Holtom was a professional artist and designer who studied at the Royal College of Art. He was born in 1914 and had been a conscientious objector during World War Two.
He was working for the Ministry of Education in 1958 when he came up with his logo for nuclear disarmament ahead of the Aldermaston March organised by the Direct Action Committee.
Holtom’s design was entirely unsolicited and presented first to his local committee in Twickenham.
He explained that he had first drawn a white circle within a black square in which he added various versions of the Christian cross. However, the cross had unfortunate connotations as far as the movement was concerned, not least because of the Christian blessing given to the Enola Gay before it flew to Hiroshima.

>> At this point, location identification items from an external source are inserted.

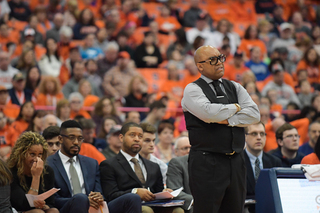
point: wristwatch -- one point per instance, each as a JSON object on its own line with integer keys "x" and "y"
{"x": 134, "y": 191}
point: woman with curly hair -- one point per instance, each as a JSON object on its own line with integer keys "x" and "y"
{"x": 30, "y": 174}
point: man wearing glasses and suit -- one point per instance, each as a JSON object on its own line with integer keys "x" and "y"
{"x": 216, "y": 110}
{"x": 78, "y": 177}
{"x": 255, "y": 158}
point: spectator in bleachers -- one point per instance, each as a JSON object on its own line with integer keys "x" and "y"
{"x": 30, "y": 174}
{"x": 65, "y": 45}
{"x": 54, "y": 32}
{"x": 89, "y": 51}
{"x": 76, "y": 104}
{"x": 286, "y": 37}
{"x": 235, "y": 70}
{"x": 5, "y": 180}
{"x": 251, "y": 39}
{"x": 6, "y": 70}
{"x": 167, "y": 23}
{"x": 33, "y": 80}
{"x": 110, "y": 60}
{"x": 44, "y": 24}
{"x": 313, "y": 134}
{"x": 18, "y": 93}
{"x": 147, "y": 55}
{"x": 305, "y": 95}
{"x": 201, "y": 29}
{"x": 36, "y": 122}
{"x": 181, "y": 44}
{"x": 116, "y": 80}
{"x": 156, "y": 113}
{"x": 19, "y": 10}
{"x": 104, "y": 107}
{"x": 285, "y": 93}
{"x": 256, "y": 65}
{"x": 299, "y": 25}
{"x": 31, "y": 32}
{"x": 85, "y": 25}
{"x": 50, "y": 64}
{"x": 311, "y": 63}
{"x": 5, "y": 148}
{"x": 51, "y": 135}
{"x": 49, "y": 120}
{"x": 49, "y": 92}
{"x": 288, "y": 141}
{"x": 5, "y": 11}
{"x": 85, "y": 90}
{"x": 63, "y": 111}
{"x": 102, "y": 39}
{"x": 138, "y": 91}
{"x": 147, "y": 148}
{"x": 222, "y": 32}
{"x": 122, "y": 40}
{"x": 164, "y": 149}
{"x": 114, "y": 143}
{"x": 107, "y": 123}
{"x": 10, "y": 110}
{"x": 88, "y": 131}
{"x": 192, "y": 71}
{"x": 133, "y": 116}
{"x": 25, "y": 61}
{"x": 91, "y": 68}
{"x": 73, "y": 84}
{"x": 190, "y": 16}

Holtom allowed the arms of the cross to drop and combined the letters N and D for nuclear disarmament in semaphore, as shown above right.

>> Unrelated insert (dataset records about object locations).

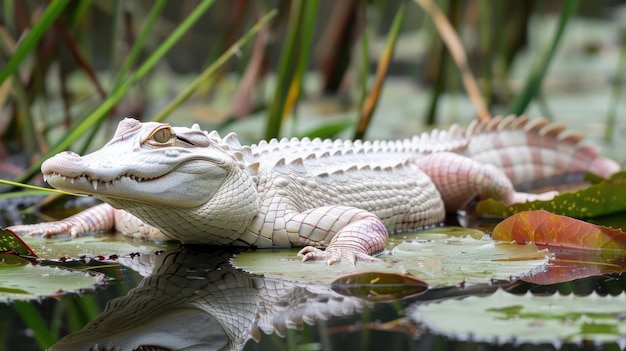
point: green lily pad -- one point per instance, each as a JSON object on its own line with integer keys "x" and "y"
{"x": 442, "y": 259}
{"x": 598, "y": 199}
{"x": 11, "y": 243}
{"x": 28, "y": 282}
{"x": 100, "y": 245}
{"x": 504, "y": 317}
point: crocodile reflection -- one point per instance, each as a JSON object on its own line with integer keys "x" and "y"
{"x": 197, "y": 300}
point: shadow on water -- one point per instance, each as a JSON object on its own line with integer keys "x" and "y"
{"x": 195, "y": 300}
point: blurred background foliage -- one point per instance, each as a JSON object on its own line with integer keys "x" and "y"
{"x": 70, "y": 70}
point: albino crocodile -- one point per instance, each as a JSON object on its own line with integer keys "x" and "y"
{"x": 200, "y": 188}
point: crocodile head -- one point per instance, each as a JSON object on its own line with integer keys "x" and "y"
{"x": 151, "y": 163}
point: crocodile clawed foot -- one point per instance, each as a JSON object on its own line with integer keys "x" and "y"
{"x": 333, "y": 255}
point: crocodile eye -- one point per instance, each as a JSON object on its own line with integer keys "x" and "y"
{"x": 161, "y": 136}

Eric Austen, who adapted Holtom’sdesign for ceramic lapel badges, said of it that ‘the gesture of despair motif had long been associated with the death of man, and the circle with the unborn child.’

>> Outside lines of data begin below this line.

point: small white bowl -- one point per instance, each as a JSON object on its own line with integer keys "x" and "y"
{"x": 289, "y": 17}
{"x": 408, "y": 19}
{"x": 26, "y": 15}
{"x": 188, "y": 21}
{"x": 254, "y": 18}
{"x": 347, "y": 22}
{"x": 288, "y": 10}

He might well have been referring to close similarity with the runic symbol Algiz which became part of the mysticism of Nazi Germany and was the symbol of the 4th Panzer Division (left) from 1943 to 1945.
In this inverted form, the ‘stick-man’ with arms held high came to represent ‘life’, which is what Holtom would have preferred, but his final design with arms down symbolised ‘death’.
The logo has never been copyrighted but was adopted by the Campaign for Nuclear Disarmament at the offices of Peace News, the pacifist magazine founded in 1936.
Holtom died in 1985 aged 71 and is buried at Royal Tunbridge Wells in Kent where his gravestone bears his peace symbol.